The word alarm is usually synonymous with alert in this context; to avoid confusion, it should not be used.
Page
A page is an alert deemed serious enough for the automation to potentially wake up humans (currently implemented as sending SMS).
Incident
An incident is an outage, security issue, or other operational issue whose severity demands a human response. Any incident MUST have a followup incident report.
Incidents will not always begin with a page, but a page MUST always open an incident.
Major incident
A major incident is an incident of such a severity that it demands "all hands on deck": a DoS attack, attempts to hack into production, wikis being inaccessible in Europe, etc.
An ongoing major incident MUST have an incident coordinator.
Major incidents MUST only ever be declared by a human, and are considered ongoing until declared closed by the coordinator.
Incident Coordinator
As incidents scale in severity and in size of response, the most important concern becomes communication and coordination.
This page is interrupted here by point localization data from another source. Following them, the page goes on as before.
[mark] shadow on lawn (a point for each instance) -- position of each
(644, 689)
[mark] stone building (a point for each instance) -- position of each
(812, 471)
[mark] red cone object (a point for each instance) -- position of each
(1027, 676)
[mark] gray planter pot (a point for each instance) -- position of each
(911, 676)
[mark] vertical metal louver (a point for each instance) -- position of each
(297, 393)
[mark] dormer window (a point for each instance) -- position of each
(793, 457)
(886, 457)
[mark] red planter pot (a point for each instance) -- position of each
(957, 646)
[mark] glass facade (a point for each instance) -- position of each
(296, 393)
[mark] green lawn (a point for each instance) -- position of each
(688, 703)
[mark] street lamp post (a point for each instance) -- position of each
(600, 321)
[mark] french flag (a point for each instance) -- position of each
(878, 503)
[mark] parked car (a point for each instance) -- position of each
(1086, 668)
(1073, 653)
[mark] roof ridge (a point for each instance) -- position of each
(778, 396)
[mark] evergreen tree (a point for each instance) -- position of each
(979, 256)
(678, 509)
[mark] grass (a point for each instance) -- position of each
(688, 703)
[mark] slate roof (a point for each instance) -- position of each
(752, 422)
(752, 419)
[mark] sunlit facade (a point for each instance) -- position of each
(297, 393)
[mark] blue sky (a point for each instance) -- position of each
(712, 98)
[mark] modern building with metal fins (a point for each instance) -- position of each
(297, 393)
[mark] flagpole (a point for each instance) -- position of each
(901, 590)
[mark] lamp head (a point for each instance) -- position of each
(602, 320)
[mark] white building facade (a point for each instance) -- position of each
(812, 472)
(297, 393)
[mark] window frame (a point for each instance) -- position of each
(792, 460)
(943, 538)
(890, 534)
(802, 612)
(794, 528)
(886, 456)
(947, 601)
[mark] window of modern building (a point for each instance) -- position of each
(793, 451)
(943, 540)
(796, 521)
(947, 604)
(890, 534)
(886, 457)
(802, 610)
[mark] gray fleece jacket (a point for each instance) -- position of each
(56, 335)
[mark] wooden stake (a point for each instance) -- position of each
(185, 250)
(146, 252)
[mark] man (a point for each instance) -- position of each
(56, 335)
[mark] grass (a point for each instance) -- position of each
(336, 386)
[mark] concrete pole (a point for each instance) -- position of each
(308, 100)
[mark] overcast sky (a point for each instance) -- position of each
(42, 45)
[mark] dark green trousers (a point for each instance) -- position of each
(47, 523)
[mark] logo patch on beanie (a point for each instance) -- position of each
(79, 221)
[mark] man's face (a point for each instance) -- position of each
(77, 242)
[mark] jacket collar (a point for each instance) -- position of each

This is the responsibility of the incident coordinator, who SHOULD NOT directly undertake technical measures to help resolve the incident; rather, their responsibility is to coordinate the work of others, ask questions, document what is being done, communicate status with other teams and staff, and ensure that the right people to do so are communicating externally with the community / with the world.
In an incident longer than a few hours, the title of coordinator SHOULD be handed off between people. There MUST always be an active coordinator until the incident is sufficiently mitigated to no longer require a large response team.
(TODO: link to incident severity list)
Guidelines
Anyone on the SRE team, or who is otherwise involved with the operations of WMF sites (e.g. Security team, Performance team, Mediawiki deployers, etc), may declare an incident, if they believe they have discovered a problem severe enough to merit such. They should then pull in others to assist in responding, including manager(s).